In [37]:
import json

# Demonstration of how to load a file that contains secrets without accidentally leaking those secrets
with open('C:\\Users\\aznma\\Documents\\Github Projects\\DATA320\\credentials.json') as f:
    data = json.load(f)

    # If you want your data to be secure, don't print this variable out!
    # Jupyter will retain a cached version of any printed data and it can be
    # accidentally committed to version control.
    secret_key = data['mongodb']

# We can safely print the length of the secret key.

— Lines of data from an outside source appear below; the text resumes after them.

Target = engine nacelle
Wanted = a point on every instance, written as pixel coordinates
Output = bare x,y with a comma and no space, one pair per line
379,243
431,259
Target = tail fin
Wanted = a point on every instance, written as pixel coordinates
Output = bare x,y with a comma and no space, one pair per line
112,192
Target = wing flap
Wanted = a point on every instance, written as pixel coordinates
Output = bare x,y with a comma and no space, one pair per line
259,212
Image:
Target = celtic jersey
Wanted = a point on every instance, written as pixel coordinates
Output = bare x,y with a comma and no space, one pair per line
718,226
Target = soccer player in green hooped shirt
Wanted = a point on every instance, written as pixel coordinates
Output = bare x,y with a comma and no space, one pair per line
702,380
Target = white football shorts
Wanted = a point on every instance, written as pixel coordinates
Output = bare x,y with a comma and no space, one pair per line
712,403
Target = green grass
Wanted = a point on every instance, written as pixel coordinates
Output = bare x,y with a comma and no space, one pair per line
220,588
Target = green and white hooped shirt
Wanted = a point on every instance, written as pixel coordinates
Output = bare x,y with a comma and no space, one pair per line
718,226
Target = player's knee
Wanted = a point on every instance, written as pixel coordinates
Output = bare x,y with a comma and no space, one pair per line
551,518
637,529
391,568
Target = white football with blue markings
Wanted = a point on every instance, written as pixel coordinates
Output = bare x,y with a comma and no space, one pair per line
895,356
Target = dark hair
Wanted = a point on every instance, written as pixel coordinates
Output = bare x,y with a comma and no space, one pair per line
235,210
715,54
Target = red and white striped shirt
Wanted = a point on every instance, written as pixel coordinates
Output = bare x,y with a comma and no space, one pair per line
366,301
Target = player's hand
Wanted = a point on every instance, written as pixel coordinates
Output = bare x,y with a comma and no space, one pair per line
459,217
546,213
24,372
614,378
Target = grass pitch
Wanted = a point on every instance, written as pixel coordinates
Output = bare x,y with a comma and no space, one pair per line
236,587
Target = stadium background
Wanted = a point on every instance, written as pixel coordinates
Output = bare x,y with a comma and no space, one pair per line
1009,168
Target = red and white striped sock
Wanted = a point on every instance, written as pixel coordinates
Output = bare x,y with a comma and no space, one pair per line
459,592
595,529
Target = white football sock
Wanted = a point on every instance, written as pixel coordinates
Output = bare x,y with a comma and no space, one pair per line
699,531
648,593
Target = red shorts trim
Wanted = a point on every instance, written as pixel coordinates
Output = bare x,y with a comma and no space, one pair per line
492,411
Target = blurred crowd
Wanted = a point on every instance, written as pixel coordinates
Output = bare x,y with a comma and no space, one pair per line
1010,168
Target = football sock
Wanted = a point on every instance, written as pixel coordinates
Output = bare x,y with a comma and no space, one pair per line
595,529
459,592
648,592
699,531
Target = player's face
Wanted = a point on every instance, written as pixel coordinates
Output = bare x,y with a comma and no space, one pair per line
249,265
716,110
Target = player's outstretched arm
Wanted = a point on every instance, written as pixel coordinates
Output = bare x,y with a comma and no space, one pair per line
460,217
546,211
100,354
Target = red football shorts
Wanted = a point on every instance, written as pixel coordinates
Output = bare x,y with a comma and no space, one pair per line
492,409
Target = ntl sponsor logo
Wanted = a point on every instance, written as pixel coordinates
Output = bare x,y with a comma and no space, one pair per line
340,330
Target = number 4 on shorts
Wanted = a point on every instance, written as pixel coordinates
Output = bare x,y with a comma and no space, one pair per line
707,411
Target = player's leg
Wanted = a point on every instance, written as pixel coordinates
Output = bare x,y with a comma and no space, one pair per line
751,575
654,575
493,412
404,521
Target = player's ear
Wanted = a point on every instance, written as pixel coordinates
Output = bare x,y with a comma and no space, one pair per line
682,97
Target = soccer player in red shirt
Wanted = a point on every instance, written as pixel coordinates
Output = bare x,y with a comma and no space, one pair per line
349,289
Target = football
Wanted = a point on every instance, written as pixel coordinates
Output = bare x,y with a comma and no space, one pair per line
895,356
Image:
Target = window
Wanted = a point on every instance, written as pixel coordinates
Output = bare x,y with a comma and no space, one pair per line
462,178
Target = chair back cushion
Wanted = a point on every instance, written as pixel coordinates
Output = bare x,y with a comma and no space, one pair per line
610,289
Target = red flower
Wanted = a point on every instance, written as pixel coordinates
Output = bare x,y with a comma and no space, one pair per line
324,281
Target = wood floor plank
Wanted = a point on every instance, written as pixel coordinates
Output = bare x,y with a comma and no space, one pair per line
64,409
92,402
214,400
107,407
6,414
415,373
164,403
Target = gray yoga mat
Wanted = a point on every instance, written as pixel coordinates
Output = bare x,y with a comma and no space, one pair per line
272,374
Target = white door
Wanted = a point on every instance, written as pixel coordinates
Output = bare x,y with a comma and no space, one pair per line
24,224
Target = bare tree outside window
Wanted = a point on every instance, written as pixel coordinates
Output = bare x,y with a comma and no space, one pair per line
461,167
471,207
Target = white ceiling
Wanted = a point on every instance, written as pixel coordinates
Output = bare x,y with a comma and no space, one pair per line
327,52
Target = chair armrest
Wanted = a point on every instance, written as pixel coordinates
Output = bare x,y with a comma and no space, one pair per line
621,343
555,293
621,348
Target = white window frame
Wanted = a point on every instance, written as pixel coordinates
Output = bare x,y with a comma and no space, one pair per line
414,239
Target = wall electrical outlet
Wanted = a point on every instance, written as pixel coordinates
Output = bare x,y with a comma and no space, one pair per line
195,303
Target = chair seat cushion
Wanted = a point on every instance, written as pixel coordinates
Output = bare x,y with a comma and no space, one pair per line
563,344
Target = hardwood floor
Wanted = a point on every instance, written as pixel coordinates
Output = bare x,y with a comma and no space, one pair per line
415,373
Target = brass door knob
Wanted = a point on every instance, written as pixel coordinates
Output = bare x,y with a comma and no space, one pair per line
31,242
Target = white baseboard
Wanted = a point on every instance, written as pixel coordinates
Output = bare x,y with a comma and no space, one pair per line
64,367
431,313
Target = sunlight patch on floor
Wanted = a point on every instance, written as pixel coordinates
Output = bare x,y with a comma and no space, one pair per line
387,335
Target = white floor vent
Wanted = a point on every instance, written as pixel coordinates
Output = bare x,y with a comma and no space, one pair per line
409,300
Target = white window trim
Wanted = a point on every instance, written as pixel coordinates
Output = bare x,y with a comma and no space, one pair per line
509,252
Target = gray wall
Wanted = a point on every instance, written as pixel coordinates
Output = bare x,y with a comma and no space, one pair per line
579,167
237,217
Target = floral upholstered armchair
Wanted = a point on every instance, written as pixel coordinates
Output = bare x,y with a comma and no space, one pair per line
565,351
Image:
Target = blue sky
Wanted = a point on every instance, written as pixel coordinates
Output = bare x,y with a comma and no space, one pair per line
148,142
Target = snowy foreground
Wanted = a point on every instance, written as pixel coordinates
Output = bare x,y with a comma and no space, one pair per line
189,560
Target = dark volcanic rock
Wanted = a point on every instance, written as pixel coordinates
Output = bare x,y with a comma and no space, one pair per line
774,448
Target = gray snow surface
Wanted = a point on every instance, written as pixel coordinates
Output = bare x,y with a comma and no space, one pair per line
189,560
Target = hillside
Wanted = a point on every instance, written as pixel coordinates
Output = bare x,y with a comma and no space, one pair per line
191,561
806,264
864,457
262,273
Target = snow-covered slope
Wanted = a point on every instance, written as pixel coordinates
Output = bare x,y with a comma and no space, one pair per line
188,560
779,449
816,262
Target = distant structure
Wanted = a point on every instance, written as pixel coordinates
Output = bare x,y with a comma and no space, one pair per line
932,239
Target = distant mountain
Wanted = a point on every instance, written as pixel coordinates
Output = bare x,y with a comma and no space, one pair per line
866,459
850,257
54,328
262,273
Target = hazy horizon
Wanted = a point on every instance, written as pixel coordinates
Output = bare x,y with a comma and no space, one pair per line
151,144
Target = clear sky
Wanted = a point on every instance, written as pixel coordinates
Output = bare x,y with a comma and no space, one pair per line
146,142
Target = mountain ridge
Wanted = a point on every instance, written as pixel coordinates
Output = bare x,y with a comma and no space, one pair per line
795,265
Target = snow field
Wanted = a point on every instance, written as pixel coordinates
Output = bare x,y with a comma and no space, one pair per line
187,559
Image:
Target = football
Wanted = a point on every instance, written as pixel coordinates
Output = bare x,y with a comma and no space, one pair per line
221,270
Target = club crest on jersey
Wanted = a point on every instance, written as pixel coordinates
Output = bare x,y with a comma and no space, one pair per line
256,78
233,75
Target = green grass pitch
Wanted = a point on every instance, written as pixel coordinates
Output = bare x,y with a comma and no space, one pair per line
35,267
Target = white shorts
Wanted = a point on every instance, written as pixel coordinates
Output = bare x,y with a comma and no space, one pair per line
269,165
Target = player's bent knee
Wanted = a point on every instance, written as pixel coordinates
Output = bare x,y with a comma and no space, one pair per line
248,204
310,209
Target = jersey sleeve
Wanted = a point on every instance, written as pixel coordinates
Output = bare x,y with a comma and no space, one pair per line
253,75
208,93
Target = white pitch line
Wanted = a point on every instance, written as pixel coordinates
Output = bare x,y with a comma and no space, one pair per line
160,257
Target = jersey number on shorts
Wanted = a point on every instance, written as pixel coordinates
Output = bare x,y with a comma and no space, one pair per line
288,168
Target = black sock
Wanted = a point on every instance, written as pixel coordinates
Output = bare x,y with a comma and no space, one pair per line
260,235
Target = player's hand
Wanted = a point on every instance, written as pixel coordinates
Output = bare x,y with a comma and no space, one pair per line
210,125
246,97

That won't leak any sensitive information.
print(f"My secret key is {len(secret_key)} characters in length.")

My secret key is 73 characters in length.


In [38]:
import pymongo
import certifi

# Connect to the database using known good certificates
client = pymongo.MongoClient(secret_key, tlsCAFile=certifi.where())
print(f"Using MongoDB version {client.server_info()['version']}.")

# Check what databases exist on this server
all_databases = client.list_database_names()
print(f"This MongoDB server has the databases {all_databases}")

# If we know the correct database to talk to, we connect like this:
data320 = client['data320']

# Here is the list of collections within my database
all_collections = data320.list_collection_names()
print(f"This database has the collections {all_collections}")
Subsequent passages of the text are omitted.